1.大腸カメラ
2.注腸検査
3.CTコロノグラフィー
4.カプセル内視鏡
上記の大腸がん検診のうち、個人的に将来性が高いと思うのは「3」のCTコロノグラフィーです。
CTコロノグラフィー(CTC)、大腸CT検査(大腸3D-CT検査)などと呼ばれます。
これはCT装置で体の断層画像を撮影し、コンピュータ上で画像を処理することによって、大腸だけを抜き出して立体画像にするという検査方法です。
イメージとしては、前回解説した注腸検査を、テクノロジーによって進化させたようなものです。
非常に画期的ですし、横になってCT撮影するだけなので痛みや不快感などもありません(ただし腸の洗浄と、膨らませるための送気だけは必要です)。
また基本的にはCT検査なので、腸管の外にある病気まで検査することが可能です。
そしてなにより重要なのは「1」の大腸カメラや「2」の注腸検査のように、術者による技量の差が出ないということです。
あくまでCT検査なので、誰がやってもある程度の精度の検査が施行可能なのです。
これは非常に公平なことで、この検査の大きなメリットと言えるでしょう。
技量によって検査の結果に差が出るということは、ある意味医者の腕の見せ所ではあります。

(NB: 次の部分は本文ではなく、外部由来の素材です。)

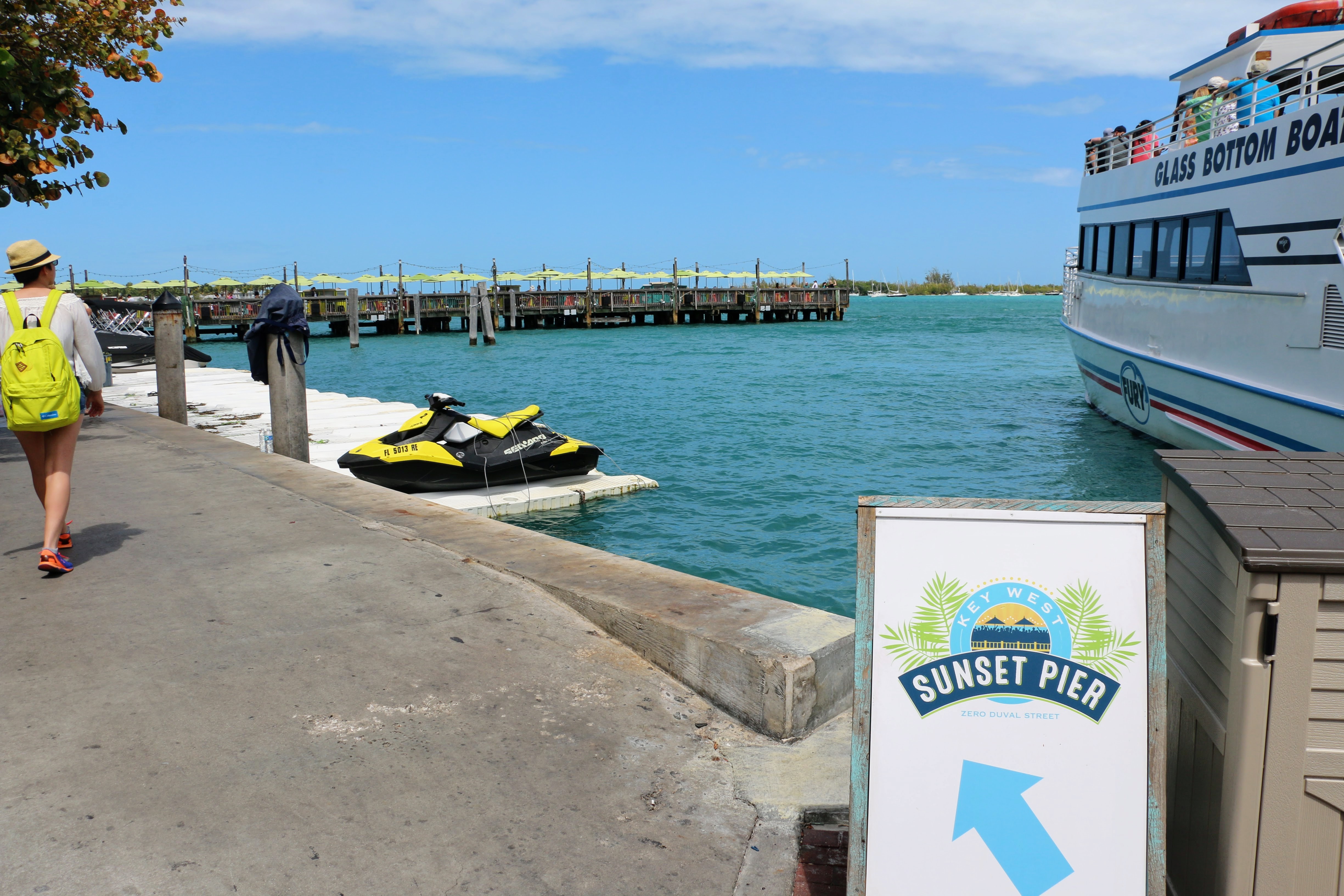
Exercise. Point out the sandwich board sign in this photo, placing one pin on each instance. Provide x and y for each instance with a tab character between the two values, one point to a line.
1010	699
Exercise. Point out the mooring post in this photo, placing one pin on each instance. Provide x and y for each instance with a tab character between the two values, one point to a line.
472	304
288	395
488	318
168	358
353	316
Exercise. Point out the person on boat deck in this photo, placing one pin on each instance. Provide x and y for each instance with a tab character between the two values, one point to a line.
1198	115
1144	142
1256	91
1090	147
1224	107
1120	147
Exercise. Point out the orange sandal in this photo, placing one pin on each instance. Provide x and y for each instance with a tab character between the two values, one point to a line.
54	562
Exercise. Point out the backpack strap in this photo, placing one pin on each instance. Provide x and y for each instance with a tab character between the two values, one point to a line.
49	311
11	303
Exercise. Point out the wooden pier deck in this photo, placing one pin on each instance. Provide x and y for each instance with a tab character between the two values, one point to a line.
532	310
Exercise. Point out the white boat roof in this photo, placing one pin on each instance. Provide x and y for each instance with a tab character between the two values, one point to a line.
1232	62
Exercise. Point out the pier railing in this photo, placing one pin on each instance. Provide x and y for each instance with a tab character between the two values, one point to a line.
1307	81
214	313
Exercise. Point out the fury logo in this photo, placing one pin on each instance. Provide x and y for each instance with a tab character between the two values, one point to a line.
1135	390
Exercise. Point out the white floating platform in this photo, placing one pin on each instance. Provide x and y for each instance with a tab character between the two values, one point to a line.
230	403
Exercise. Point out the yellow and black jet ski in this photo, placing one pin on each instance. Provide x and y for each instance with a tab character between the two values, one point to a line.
441	451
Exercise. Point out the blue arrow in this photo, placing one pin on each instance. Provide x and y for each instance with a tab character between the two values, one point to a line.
991	802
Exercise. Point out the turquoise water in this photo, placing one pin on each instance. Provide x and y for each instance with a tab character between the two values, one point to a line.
763	436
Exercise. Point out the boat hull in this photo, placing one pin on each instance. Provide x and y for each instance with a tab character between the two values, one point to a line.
1194	409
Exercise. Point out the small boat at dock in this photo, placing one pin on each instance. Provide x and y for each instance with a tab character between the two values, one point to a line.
441	451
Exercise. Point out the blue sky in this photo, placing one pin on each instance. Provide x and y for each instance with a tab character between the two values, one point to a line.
311	132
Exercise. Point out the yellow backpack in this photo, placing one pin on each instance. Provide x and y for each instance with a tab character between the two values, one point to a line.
37	383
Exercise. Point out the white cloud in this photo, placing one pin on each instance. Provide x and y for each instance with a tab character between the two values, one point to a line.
955	168
1072	107
1023	42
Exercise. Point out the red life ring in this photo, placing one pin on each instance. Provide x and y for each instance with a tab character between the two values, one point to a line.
1298	15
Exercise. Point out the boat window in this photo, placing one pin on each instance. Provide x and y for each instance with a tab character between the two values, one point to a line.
1120	253
1330	83
1199	249
1168	249
1143	254
1232	264
1289	85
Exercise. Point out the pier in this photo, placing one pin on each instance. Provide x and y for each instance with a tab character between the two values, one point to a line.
410	312
267	678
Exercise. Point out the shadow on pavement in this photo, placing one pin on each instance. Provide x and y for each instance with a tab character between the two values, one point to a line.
92	542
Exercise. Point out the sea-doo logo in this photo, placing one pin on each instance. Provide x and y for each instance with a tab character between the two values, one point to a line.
1011	643
523	445
1135	390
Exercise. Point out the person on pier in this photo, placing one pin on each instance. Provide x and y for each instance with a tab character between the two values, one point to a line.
47	426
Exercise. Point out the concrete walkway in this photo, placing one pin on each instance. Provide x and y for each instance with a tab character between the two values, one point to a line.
243	690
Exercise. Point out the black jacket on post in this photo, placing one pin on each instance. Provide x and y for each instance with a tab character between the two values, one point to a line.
282	312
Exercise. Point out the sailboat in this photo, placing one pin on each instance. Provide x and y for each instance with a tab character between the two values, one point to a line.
881	293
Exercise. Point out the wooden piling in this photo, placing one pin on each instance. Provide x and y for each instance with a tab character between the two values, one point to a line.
168	358
488	318
474	303
288	397
353	316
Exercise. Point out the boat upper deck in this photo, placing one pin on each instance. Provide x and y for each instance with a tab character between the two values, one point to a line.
1234	89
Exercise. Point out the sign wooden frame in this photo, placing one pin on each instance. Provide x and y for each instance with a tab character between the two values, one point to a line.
1155	555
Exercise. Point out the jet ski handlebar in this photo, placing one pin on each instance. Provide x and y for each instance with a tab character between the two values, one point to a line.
440	401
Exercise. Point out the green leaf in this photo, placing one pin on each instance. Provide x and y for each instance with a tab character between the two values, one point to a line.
1096	641
929	633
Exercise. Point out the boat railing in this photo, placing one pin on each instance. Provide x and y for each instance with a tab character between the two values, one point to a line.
1303	83
1072	289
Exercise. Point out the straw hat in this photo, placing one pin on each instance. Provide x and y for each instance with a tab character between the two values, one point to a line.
27	254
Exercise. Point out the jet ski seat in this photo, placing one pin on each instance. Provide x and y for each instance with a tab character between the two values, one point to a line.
502	426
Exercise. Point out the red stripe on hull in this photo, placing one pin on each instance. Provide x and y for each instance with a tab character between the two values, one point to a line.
1201	422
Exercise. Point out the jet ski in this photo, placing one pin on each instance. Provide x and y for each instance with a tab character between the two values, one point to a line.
443	451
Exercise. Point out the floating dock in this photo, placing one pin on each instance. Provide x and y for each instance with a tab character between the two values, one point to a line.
534	310
230	403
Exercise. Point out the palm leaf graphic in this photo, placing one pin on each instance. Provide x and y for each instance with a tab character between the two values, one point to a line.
928	634
1096	641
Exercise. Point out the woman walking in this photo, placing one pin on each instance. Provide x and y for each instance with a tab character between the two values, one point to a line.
44	331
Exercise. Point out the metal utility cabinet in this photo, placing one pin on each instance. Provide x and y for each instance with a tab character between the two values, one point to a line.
1256	670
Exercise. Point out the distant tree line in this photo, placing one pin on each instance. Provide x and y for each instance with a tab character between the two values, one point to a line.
939	283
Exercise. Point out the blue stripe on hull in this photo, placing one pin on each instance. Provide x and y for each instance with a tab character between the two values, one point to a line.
1226	420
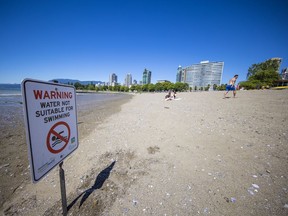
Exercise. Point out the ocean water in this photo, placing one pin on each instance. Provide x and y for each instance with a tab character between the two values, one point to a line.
11	95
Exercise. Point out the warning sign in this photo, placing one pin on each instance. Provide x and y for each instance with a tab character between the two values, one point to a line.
51	124
58	137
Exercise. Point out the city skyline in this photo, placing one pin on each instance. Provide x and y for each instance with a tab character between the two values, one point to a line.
89	40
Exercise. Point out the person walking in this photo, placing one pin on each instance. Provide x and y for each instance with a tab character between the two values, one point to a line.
231	86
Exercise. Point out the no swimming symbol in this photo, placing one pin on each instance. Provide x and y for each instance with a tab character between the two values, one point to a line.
58	137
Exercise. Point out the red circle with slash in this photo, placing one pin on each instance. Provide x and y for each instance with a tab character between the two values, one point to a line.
58	137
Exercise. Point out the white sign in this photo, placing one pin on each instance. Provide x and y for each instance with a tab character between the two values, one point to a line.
51	124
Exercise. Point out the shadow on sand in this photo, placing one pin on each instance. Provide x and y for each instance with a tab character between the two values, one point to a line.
102	176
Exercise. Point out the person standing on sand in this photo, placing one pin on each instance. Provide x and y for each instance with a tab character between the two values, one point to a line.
231	86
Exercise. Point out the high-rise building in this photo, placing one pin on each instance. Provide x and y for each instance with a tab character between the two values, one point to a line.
284	74
201	75
146	77
128	80
112	79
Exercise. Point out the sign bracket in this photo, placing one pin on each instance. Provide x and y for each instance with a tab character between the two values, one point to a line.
63	189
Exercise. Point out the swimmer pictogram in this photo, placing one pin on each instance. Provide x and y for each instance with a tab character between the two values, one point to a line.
58	137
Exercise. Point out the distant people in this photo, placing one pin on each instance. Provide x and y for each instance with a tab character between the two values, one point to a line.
231	86
174	94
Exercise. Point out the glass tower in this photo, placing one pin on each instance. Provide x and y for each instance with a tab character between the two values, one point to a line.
201	75
146	77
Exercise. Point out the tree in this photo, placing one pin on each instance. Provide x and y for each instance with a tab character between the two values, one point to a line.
262	74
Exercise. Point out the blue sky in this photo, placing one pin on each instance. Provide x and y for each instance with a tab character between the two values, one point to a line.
88	40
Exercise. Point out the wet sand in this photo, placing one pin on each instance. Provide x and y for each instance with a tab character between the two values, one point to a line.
200	155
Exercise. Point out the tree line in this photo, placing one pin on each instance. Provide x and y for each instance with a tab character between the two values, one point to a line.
262	75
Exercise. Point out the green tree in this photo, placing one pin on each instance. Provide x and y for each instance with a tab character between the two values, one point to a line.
262	74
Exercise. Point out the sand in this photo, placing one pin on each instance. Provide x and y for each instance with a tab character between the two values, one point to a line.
200	155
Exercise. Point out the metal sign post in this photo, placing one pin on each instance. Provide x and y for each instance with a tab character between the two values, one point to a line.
63	189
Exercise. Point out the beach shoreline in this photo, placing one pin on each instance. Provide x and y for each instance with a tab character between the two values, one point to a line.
201	154
14	163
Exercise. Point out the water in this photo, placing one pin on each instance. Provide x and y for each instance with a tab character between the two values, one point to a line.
10	95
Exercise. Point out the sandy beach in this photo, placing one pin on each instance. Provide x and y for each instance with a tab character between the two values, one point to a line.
199	155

しかし本当に大切なことは、誰であっても、どんな場所に住んでいても、平均的に同じレベルの医療が受けられるということです。これは医療のもっとも理想的な姿だと思います。
(あえて細かいことを言えば、CT検査の結果を読影する医師の能力によって差が出るかもしれませんが、おそらく10年後にはAIが読影していて、その差も無視できるものになっているでしょう)
一方、CTコロノグラフィーのデメリットとしては、やはり医療被ばくがあることです。
特にCT検査なので、一般的なレントゲン撮影の数十倍~100倍程度の被ばく量があります。この点については、撮影方法を工夫することや被ばく量の少ない機器の開発をするなど今後の重要な課題と言えるでしょう。

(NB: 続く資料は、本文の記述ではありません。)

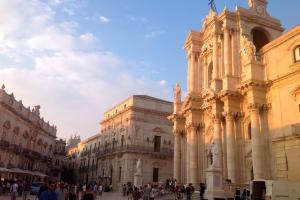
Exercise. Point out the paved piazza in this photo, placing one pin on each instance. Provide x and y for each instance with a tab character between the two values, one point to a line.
105	196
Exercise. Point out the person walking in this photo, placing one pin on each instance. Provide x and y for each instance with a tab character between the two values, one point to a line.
62	193
26	190
14	191
89	194
189	191
49	194
72	193
152	193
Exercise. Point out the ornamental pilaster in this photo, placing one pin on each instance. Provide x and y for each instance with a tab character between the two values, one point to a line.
217	142
230	141
257	144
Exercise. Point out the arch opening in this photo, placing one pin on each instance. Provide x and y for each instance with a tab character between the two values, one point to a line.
260	38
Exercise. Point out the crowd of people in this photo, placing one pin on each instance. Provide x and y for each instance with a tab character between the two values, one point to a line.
15	188
64	191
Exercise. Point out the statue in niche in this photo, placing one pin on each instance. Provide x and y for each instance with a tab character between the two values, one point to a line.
177	91
250	3
248	49
36	110
215	155
138	166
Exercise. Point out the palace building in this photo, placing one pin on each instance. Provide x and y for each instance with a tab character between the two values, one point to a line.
27	141
240	119
136	129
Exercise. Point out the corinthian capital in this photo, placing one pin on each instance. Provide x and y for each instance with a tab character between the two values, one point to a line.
216	118
265	107
254	106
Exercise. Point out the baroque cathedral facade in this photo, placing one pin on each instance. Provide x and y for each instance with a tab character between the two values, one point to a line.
240	119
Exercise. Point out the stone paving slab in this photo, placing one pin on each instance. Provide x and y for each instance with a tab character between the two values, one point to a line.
105	196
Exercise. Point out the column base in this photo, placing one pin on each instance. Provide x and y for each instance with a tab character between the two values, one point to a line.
214	184
138	180
216	84
230	82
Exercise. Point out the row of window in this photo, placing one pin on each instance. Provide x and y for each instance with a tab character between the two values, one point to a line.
297	53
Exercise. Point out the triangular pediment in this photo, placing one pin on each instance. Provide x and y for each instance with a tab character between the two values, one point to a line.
158	130
296	92
193	37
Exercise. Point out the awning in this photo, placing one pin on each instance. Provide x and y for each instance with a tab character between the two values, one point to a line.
17	171
37	173
2	169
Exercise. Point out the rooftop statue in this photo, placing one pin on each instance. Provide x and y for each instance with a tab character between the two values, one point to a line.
177	91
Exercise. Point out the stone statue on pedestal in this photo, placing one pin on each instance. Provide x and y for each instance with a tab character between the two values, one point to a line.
215	155
248	50
177	91
138	167
138	181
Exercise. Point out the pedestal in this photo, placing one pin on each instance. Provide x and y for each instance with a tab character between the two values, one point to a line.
138	180
214	184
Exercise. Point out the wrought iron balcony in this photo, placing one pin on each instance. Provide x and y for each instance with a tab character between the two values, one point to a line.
163	153
4	144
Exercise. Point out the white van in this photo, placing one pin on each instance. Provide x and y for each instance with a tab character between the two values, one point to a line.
275	190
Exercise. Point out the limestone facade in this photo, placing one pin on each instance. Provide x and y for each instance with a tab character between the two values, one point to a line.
88	150
137	128
26	141
59	160
241	117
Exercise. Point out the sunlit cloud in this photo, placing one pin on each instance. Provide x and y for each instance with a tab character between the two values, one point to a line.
153	34
138	19
54	64
104	19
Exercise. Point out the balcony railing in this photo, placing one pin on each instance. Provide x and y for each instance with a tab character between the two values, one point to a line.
4	144
163	153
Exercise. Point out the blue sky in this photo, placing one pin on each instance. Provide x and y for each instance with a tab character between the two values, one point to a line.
78	58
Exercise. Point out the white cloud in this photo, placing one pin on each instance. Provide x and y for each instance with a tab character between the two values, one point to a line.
153	34
138	19
87	37
49	63
69	11
162	82
104	19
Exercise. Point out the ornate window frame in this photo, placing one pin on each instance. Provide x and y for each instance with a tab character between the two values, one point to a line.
296	53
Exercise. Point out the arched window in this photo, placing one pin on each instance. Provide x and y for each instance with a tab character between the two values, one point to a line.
260	38
209	73
297	53
249	131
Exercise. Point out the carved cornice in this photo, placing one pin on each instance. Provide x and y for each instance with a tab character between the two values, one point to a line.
217	117
245	86
231	115
265	107
195	126
229	93
254	106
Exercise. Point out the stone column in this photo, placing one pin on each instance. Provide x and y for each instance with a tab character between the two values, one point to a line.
227	52
192	73
215	57
193	155
257	150
189	73
266	140
188	155
230	141
217	138
177	160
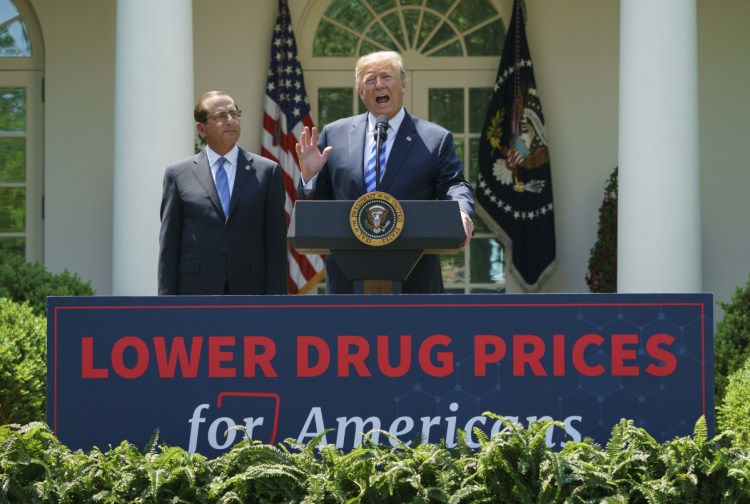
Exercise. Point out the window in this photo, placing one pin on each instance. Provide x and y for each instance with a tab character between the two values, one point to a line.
21	172
451	51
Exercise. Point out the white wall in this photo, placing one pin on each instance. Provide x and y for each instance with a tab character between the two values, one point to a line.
574	45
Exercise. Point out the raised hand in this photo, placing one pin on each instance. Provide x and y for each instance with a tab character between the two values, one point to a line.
311	160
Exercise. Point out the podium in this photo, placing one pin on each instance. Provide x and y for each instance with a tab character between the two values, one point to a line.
323	227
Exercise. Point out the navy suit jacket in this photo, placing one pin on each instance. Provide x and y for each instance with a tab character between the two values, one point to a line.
199	247
422	165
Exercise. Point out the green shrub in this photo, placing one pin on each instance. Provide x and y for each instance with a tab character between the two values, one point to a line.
23	281
512	466
23	366
733	414
732	339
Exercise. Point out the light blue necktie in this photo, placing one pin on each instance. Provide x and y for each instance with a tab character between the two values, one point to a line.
370	168
222	186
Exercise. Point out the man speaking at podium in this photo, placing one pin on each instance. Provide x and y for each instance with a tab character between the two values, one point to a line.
419	163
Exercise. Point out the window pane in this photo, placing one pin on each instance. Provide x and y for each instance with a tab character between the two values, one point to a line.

また、病変を疑う場合は改めて大腸カメラが必要になることが挙げられます。そして比較的新しい検査方法なので検査可能な施設が限られています。
これは私見ですが、いくつかのデメリット、改善点はあるものの、本検査の有用性や将来性は非常に高く、大腸がんやポリープのチェックのために今後さらに重要な検査になっていくと思います。